Jade is most probably a high functioning borderline with ADD. Officially diagnosed as BPD...but I am not 100% sure of that diagnosis.
She is one of the very few BPDs who understands their disorder. A multi-talented person.. covering lot of fields including the art of seduction. She could be diabolical at times and could be naive at times. She hates Obama, loves capitalism and could be a closet racist. Sometimes, she contradicts herself and sometimes..I have no idea what she is talking about.

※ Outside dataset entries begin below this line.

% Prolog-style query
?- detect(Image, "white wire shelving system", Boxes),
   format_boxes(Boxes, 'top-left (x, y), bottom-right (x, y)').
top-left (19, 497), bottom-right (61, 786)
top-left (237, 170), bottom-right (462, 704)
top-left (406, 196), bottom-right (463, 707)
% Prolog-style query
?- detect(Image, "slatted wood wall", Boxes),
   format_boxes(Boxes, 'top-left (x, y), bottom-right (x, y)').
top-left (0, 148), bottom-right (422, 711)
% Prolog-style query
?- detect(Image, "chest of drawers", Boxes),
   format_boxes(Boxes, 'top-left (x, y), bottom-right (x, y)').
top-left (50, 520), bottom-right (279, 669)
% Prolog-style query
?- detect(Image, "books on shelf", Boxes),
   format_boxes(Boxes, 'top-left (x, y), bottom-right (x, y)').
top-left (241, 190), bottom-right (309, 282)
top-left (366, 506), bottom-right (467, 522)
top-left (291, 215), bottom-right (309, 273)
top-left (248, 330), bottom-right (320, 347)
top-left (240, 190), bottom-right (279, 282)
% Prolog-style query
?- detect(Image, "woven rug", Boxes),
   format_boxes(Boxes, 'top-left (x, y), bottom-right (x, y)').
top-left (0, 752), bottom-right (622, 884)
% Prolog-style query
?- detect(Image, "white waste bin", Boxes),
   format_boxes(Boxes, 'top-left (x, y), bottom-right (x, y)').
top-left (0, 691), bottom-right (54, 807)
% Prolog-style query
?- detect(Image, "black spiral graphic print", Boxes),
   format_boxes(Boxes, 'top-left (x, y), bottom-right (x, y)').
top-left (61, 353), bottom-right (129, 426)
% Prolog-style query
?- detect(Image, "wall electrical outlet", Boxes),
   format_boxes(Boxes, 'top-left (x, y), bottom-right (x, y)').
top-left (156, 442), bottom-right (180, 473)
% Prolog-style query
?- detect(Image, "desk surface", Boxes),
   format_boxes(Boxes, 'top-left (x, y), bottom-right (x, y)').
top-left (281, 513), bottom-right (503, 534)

Visually, I think her mind is a combination of escher and dali.
Her life in quotes:

I wasn't born a rebel, but my life would be somewhat similar to this innocent girl locked inside sitting in a corner by the window all alone talking to birds while watching her parents argue ALL throughout the day and night not realizing that there's another soul living in the house until she gets to high school only to realize that her innocence led to threat and torture by perverts, crying not being an option and not wanting to be a coward to end it all, learned to take matters in her own hands, one instance being 'Touch me and I'd slit your throat' - lessons learned to be emotionally independent, say "Screw You" if circumstances ask for it...
Somewhere within me, there's a girl living in fairy tales chasing true love - I'd be willing to change my life around for him not because I need him emotionally or financially but because I am incomplete without him my heart stops beating..
despite of knowing what i am doing, i cant help it its more like trying to survive than anything else by doing this trying to not feel what i feel

I've found and lost love .
I dont think she'll ever care abt u anymore, she wont give a damn whether u live or die... thats how they are with their exs

no matter what I do.... no matter how much I try or not try... it's not going to stop... ever... like you're living in a hell... all your life ... thats exactly why I dont want to live... but I dont wanna commit suicide either....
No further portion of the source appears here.